AFRICANGLOBE – The African National Congress overcame vigorous opposition to triumph in South Africa’s fifth democratic elections. Now the real battle begins — the one inside the ANC to succeed a scandal-prone president. South Africa’s electoral commission said that the ANC won 62.2 percent of votes cast on May 7.
The next largest party, the Democratic Alliance, secured 22.2 percent. A new party founded by former ANC Youth League president Julius Malema, the Economic Freedom Fighters, got 6.4 percent.
After the final results were released, president Jacob Zuma said that he will use his fresh election mandate to foster “inclusive economic growth and job creation,” in part through US$80 billion in infrastructure spending.
“There is a lot that we have to do and we are determined to do more.”
But even as a tainted president returns to office, the race to succeed him in five years has begun.
While he is likely to surround himself with political allies and try to engineer a smooth handover to one of them, party insiders predict deepening divisions in the ANC, as those overlooked for plum posts split with those who were rewarded. A member of the ANC’s powerful executive committee said factions have already surfaced behind favoured candidates.
“They are jockeying against each other already,” this person said. “It has started.” The ANC won despite Mr Zuma’s frequent brushes with scandal.
The most recent has been an anti-corruption watchdog’s allegations that Mr Zuma “unduly benefited” from US$23 million in state spending on his private home. Mr Zuma says he didn’t know about the cost overruns and is still considering what to do about it.

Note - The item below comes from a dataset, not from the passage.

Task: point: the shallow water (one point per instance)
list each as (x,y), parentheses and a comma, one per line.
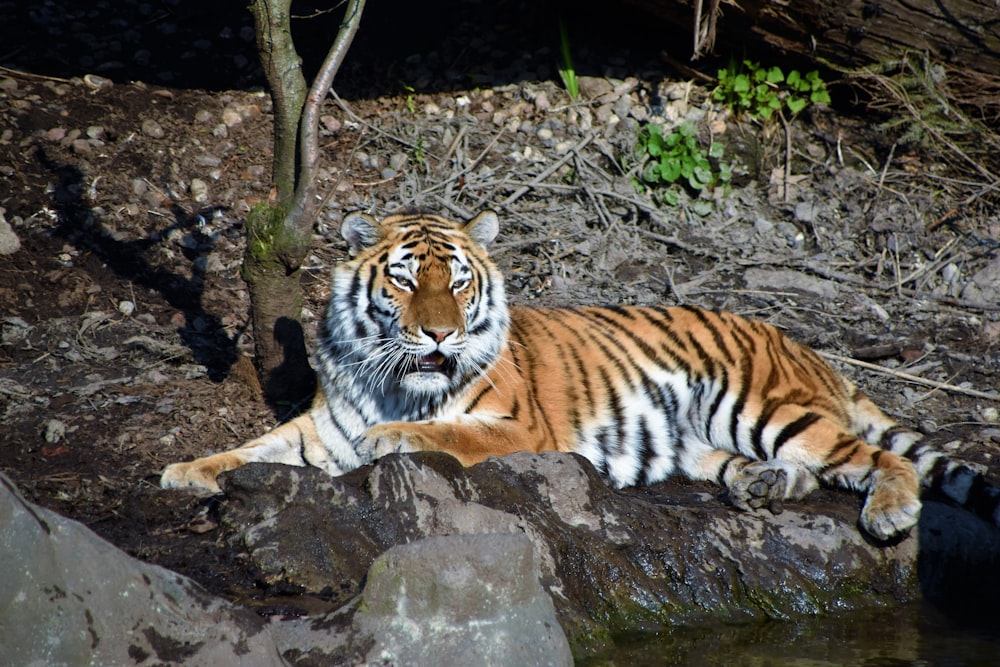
(915,635)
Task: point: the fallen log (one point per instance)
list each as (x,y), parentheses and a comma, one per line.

“Media and the opposition wanted to rubbish Zuma’s name. But our people weren’t misled,” said ANC spokesman Jackson Mthembu. Some analysts have speculated that the ANC might dump Mr Zuma in an attempt to restore some of the lustre of a ruling party that has become tainted by patronage and corruption. Speaking to reporters two days before the election, Mr Zuma insisted he would serve all of his second term.
“I’m going to be elected, and I’m going to be here for the next five years,” he said. Still, support for the ANC was notably weaker than the 65.9 percent the party won in 2009.
Who the ANC taps to succeed Mr Zuma could indicate how the party hopes to stem further declines.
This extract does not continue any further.